Reservation as an issue is an issue that is here to stay in Nagaland as is in mainland India. How, where, when and why it is so is open for debate, but when we talk of reservation, the name, B.P. Mandal, immediately comes to mind, and thereby, the mouth. In fact B.P. Mandal is a man more maligned than celebrated. Also, mostly forgotten, B.P. Mandal led the controversial commission looking at demands of the Other Backward Classes (OBCs). He submitted his report in 1980, just as Indira Gandhi returned to power. She buried the Mandal Commission Report and it remained buried for another decade until 1990 when Prime Minister V.P. Singh announced its implementation. Prime Minister V.P. Singh’s independence speech in 1990 talking about this became a turning point. It set India literally ablaze, resulting in many unfortunate self-immolations by upper caste students who feared loss of opportunity.
It is now 26 years since V.P. Singh announced the implementation of the Mandal Commission Report. According to B.P. Mandal, there wasn’t, and isn’t, a more important problem needing resolution than social, economic and political inequality. This is what Mandal was explaining in his report, and he did so with a prescience, in that Lallu versus Mohan question.
What if, he asked, a boy called Lallu lives in a village, cannot get English-medium education, does not have TV in his home, and has none of the exposure that, say, one called Mohan, who lives in a city, has? Lallu is likely to be less articulate in English, less confident in social interactions, and won’t be able to compete with Mohan even if he happens to be brighter than him.
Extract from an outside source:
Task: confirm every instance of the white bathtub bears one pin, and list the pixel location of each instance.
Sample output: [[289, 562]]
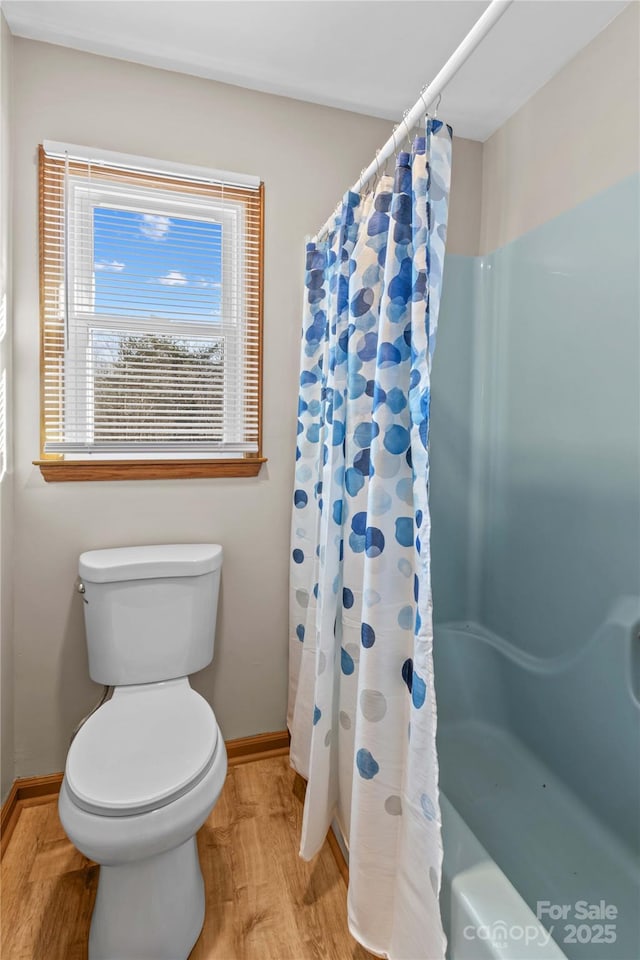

Mohan will be pronounced more meritorious even if Lallu is more deserving.
One may not be wrong in concluding that Mandal did succeed in turning the old merit argument inside out, and which was his intention. Until 1989, the Congress was literally the all in all in India. There was no alternative. In spite of brief interruptions, it continued ruling at the Centre and in most of the states. In the heartland, it had ruled with a Muslim-Brahmin combination that attracted a significant enough number of the rest. With the Congress the only party likely to defeat the BJP, Muslims had no other choice.
Mandal broke that embankment. Muslims now had a choice. The Congress got decimated and never got a national majority again. Also unlike the BJP, the Congress did not accept the new reality. V.P. Singh’s government may have lasted less than a year, but his revenge on the Congress is total. In fact, if politics were a game of cricket, the case of the Congress would have been, caught V.P. Singh, bowled Mandal. It was widely feared that implementation of the Mandal Commission recommendations would destroy the economy and destabilize the society, but instead, twenty six years hence, it has only made the society more cohesive, and by destroying ossified Congress vote banks created space for genuine competitive politics and economics.
Reservation in our Naga society too is a necessity as it brings in cohesiveness, stabilizes the society and thereby justice. However, the onus is on the government of the day to ensure that there is no injustice done in its endeavor to bring forth justice. The stipulated criteria and guidelines that it formulates should be overboard with no room for any misinterpretations, misgivings and misunderstandings between the different sections of our society. By not doing so, and in trying to please everybody, the government is doing justice to nobody, and unnecessarily creating misgivings in the society.